Intracerebroventricular insulin administration decreases hepatic venous glucose concentration in Wistar but not in SHR

To determine whether centrally administered insulin can elicit changes in the HVGC, we performed microinjections of insulin or denatured insulin (vehicle control) into the LV (Fig.1D) and simultaneously monitored the HVGC in conscious freely moving Wistar and SHR. Before the onset of experiments the basal HVGC level was measured and did not differ between Wistar (110 ± 5 mg/dL, n = 5) and SHR (108 ± 7 mg/dL, n = 5, Fig.1A). Figure1B illustrates the changes in HVGC after microinjection of insulin or denatured insulin into the LV of conscious Wistar and SHR. In Wistar rats, the hepatic venous glucose level decreases immediately at 5 (84 ± 8 mg/dL) and 10 min (81 ± 8 mg/dL) post-ICV insulin administration, and started to return to baseline levels at 20 (89 ± 6 mg/dL) and 30 min (90 ± 7 mg/dL). In contrast, in SHR group microinjection of insulin into the LV failed to elicit any significant change in the hepatic glucose levels over the same time course: 5: (106 ± 9 mg/dL), 10: (105 ± 7 mg/dL), 20: (109 ± 4 mg/dL), and 30 min (105 ± 6 mg/dL). Injections of denatured insulin (n = 4), as vehicle control, into the LV caused no significant changes in HVGC at 5: (121 ± 3 mg/dL), 10: (118 ± 3 mg/dL), 20: (125 ± 3 mg/dL), and 30 min (119 ± 7 mg/dL). Collectively, these findings indicate that ICV insulin injection elicits a significant fall in HVGC in Wistar rats but not in SHR, as can be observed when the area under the curve of all groups were compared (Fig.1C). Furthermore, we did not observe significant changes in mean arterial pressure or heart rate after ICV administration of insulin or denatured insulin in Wistar and SHR (data not shown).

Figure 1

Effects of central insulin action on hepatic venous glucose concentration (HVGC) in nonanesthetized Wistar and SHR. (A) Basal levels of hepatic glucose (mg/dL) prior to injection of insulin and/or denatured insulin into the lateral ventricle (LV) of Wistar (n = 5) and SHR (n = 5). (B) Percentage (%) change in HVGC and area under the curve (C) after administration of insulin and/or denatured insulin (vehicle control) into the LV (arrow) of Wistar and SHR. (D) Schematic diagram of coronal section of the rat brain modified from the Atlas of Paxinos and Watson (2007) and a representative photomicrograph of a sagittal brain section in a higher magnification showing the injection track (arrow) of insulin and/or denatured insulin into the lateral ventricle (LV) of one representative animal. (n) Numbers of animals of each group; One-Way ANOVA; P < 0.01.

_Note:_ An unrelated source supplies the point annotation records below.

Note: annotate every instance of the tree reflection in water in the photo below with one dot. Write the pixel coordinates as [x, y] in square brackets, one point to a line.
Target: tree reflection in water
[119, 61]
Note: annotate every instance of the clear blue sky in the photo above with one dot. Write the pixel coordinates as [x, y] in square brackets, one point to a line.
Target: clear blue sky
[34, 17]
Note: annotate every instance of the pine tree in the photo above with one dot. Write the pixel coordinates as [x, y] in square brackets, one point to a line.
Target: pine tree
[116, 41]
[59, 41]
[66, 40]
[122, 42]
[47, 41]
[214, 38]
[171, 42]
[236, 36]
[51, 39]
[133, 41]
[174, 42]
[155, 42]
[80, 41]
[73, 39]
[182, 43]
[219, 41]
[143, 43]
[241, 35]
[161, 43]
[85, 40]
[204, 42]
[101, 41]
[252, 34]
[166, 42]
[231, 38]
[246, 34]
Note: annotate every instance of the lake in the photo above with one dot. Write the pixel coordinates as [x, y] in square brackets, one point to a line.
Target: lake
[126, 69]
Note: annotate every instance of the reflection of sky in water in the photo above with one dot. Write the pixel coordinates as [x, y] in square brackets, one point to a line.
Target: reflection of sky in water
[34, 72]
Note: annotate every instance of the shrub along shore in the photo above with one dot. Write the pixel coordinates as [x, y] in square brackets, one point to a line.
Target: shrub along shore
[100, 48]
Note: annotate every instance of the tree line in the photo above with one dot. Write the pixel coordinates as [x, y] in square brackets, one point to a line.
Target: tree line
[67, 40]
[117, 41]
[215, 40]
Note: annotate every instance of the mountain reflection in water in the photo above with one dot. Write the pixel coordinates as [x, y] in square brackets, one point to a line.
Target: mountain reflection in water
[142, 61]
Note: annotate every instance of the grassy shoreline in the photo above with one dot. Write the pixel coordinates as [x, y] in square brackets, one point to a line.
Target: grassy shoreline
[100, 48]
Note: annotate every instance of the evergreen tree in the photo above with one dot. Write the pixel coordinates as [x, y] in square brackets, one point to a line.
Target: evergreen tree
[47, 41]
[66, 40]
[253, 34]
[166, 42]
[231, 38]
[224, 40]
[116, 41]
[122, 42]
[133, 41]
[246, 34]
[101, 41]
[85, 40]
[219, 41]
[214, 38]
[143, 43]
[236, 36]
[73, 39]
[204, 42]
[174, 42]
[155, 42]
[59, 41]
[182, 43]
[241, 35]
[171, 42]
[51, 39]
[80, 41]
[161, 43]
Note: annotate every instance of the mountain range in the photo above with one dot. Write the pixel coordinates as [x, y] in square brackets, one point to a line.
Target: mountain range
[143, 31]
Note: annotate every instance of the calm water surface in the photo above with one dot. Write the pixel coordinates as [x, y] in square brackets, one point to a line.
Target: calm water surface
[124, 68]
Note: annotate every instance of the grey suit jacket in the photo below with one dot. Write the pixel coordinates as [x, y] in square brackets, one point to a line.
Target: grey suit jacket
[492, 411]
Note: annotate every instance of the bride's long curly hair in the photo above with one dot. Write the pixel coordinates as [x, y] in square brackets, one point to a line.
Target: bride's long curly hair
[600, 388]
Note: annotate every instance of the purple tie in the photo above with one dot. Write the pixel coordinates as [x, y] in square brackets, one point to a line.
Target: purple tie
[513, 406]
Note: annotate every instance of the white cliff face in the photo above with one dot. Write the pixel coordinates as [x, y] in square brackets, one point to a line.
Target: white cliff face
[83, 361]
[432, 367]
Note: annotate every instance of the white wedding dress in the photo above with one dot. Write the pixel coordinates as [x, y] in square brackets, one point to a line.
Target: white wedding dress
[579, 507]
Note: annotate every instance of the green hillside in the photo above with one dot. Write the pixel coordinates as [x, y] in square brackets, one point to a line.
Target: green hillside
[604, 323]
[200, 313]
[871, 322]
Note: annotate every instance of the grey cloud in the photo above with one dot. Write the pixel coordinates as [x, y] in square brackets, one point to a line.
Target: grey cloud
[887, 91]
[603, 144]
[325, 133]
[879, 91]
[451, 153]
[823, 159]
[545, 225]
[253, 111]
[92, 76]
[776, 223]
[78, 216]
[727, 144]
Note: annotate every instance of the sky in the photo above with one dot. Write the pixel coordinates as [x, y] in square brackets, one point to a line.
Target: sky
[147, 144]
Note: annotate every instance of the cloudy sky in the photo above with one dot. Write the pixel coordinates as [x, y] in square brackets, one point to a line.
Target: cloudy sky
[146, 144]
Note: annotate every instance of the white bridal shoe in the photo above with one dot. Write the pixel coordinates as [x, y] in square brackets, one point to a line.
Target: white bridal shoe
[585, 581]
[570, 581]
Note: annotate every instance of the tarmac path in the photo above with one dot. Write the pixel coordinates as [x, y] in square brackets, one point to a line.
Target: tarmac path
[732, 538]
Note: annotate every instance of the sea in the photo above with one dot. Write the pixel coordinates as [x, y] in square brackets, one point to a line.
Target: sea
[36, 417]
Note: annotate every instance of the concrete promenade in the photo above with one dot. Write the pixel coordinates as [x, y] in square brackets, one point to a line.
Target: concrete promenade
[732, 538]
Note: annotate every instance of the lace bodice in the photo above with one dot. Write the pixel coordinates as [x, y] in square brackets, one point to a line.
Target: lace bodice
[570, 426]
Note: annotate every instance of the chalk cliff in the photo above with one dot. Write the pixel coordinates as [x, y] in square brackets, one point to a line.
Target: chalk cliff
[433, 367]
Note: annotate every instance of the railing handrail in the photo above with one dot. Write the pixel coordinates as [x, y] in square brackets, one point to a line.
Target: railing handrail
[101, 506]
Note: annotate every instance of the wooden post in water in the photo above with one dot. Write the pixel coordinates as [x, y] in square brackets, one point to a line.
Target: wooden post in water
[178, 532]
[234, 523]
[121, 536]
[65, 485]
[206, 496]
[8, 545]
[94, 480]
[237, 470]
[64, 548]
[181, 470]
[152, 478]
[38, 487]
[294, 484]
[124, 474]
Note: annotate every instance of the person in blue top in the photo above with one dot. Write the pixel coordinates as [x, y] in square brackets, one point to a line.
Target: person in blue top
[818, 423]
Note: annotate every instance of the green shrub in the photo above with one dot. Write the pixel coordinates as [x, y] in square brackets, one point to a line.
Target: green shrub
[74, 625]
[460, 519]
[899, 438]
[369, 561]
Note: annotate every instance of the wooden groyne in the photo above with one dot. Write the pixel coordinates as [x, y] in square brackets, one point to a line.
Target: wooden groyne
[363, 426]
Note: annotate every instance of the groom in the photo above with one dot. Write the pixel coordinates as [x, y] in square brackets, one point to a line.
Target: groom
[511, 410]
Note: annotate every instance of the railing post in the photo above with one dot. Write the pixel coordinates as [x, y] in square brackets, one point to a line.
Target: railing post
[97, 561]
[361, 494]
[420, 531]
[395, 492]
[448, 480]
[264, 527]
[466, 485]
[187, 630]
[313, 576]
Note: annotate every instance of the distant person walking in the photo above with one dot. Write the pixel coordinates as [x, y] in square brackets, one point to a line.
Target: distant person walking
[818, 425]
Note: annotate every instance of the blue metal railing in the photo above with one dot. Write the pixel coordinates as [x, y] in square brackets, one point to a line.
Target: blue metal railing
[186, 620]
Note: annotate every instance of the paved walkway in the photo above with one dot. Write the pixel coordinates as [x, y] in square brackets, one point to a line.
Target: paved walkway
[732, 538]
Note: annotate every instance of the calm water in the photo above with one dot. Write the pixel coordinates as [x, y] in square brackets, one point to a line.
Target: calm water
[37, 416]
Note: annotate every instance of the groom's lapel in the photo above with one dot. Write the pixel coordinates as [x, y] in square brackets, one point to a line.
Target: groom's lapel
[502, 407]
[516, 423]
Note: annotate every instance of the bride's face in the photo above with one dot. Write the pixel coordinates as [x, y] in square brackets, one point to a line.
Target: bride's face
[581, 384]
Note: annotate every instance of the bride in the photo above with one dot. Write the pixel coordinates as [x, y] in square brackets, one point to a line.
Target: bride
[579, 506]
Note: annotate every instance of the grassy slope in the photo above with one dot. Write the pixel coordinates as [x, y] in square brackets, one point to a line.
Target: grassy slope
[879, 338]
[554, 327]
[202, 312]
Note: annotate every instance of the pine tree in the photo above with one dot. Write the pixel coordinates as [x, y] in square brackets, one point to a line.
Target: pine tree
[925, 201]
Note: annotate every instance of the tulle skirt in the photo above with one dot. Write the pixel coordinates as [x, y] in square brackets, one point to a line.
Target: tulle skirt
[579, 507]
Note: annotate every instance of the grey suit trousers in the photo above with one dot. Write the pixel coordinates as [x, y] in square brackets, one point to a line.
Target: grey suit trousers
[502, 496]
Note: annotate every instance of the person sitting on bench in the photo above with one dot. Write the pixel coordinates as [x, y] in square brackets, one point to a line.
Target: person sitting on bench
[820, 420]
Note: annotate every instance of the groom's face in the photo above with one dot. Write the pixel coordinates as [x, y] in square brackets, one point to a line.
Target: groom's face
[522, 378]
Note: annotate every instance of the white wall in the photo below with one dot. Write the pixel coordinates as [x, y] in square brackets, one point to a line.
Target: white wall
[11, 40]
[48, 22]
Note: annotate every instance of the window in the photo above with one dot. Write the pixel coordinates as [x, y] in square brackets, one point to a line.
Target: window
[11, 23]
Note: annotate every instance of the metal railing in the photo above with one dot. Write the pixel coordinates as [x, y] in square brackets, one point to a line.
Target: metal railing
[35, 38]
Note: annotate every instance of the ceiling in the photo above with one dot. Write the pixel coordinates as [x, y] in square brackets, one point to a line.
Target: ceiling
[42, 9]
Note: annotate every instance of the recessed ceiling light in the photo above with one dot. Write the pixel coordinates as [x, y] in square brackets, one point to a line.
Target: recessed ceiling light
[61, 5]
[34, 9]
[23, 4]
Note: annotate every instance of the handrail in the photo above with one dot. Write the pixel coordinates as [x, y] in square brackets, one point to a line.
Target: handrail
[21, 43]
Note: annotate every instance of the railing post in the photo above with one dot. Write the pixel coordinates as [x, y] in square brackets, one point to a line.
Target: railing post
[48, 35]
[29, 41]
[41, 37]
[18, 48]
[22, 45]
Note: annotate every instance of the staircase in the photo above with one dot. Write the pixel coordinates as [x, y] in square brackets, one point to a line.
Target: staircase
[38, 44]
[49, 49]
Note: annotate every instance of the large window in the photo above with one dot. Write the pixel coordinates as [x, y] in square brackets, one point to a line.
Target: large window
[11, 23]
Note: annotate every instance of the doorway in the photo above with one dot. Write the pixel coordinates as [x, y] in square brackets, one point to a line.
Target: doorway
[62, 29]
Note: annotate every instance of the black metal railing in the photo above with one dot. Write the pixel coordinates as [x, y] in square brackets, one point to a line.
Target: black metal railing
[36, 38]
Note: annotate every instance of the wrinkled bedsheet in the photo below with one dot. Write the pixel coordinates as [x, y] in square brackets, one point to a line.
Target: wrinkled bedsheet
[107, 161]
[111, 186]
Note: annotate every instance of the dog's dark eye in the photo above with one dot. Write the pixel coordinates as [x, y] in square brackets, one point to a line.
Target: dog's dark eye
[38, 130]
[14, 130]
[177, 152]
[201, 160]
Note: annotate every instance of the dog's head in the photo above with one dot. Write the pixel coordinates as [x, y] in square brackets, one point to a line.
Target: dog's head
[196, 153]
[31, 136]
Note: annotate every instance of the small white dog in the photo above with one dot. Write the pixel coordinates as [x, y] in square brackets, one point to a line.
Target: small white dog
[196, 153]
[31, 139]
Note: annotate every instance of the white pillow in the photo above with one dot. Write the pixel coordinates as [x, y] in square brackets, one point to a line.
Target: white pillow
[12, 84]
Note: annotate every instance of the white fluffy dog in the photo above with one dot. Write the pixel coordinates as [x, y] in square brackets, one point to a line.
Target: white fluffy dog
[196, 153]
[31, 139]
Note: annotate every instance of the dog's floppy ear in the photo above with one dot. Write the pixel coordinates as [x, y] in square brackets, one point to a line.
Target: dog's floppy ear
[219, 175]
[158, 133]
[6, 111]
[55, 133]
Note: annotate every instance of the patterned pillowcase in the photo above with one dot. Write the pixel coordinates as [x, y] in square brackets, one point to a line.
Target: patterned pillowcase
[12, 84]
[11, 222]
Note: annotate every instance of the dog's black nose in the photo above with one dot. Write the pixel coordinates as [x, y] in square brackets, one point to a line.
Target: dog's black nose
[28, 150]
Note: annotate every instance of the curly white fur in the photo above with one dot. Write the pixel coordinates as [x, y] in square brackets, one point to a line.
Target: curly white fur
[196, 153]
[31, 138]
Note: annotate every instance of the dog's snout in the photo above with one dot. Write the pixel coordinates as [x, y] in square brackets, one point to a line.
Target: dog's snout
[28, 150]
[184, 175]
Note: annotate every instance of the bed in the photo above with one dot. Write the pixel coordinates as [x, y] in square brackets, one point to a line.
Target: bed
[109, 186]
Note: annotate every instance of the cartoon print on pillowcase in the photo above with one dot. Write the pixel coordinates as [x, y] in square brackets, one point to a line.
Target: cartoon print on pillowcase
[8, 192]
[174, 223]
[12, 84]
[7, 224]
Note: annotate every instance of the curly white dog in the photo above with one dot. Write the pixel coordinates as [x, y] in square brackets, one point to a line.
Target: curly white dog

Decreases in hepatic venous glucose concentration elicited by centrally administered insulin in conscious Wistar rats are dependent on parasympathetic outflow

In order to investigate the functional relevance of the autonomic nervous system in mediating the rapid fall in HVGC, evoked by ICV injection of insulin in Wistar rats, we performed a combination of pharmacological maneuvers. To examine the role of the parasympathetic nervous system we used the muscarinic receptor antagonist, atropine methyl-bromide (ATROP) and a combination of the α- and β-adrenergic receptors antagonists, phentolamine, and propranolol (PHENT + PROP, respectively) to evaluate the role of the sympathetic nervous system. Five and 10 min before ICV injection of insulin or denatured insulin, we performed a time control experiments to measure changes in the basal HVGC in the distinct groups of animals that received an intravenous injection of ATROP or PHENT + PROP, in order to confirm that blockade of autonomic transmission per se would not change the baseline of HVGC (Table1). To this end, we checked and started the experiments when all groups of animals showed the same basal hepatic glucose levels (Fig.2A).

Table 1

Effects of autonomic neurotransmitters inhibitor agents on the baseline of hepatic venous glucose concentration

Substance Injected i.v	HVGC (mg/dL) Preinjection baseline	HVGC (mg/dL) changes from baseline
		5 min	10 min
ATROP (6)	102 ± 3	100 ± 3	101 ± 3
PROP + PHENT (6)	106 ± 2	108 ± 6	104 ± 4

Values are means ± SE in mg/dL. (n) is the number of rats of each group.

Figure 2

Effect of peripheral blockade of cholinergic muscarinic and α-, β-adrenergic receptors on HVGC elicited by centrally administered insulin in conscious Wistar rats. (A) Basal levels of hepatic glucose (mg/dL) prior to pretreatment with adrenergic (phentolamine; PHENT + propranolol; PROP) and cholinergic (atropine methyl-bromide; ATROP) antagonists. (B) Percentage (%) and area under the curve (AUC, panel (C) HVGC after administration of insulin (n = 5) and/or denatured insulin (vehicle control, n = 5) into the lateral ventricle of Wistar pretreated with ATROP (n = 5) or PHENT+PROP (n = 5) intravenously. One-Way ANOVA; P < 0.05 & P < 0.001. NS = not significant.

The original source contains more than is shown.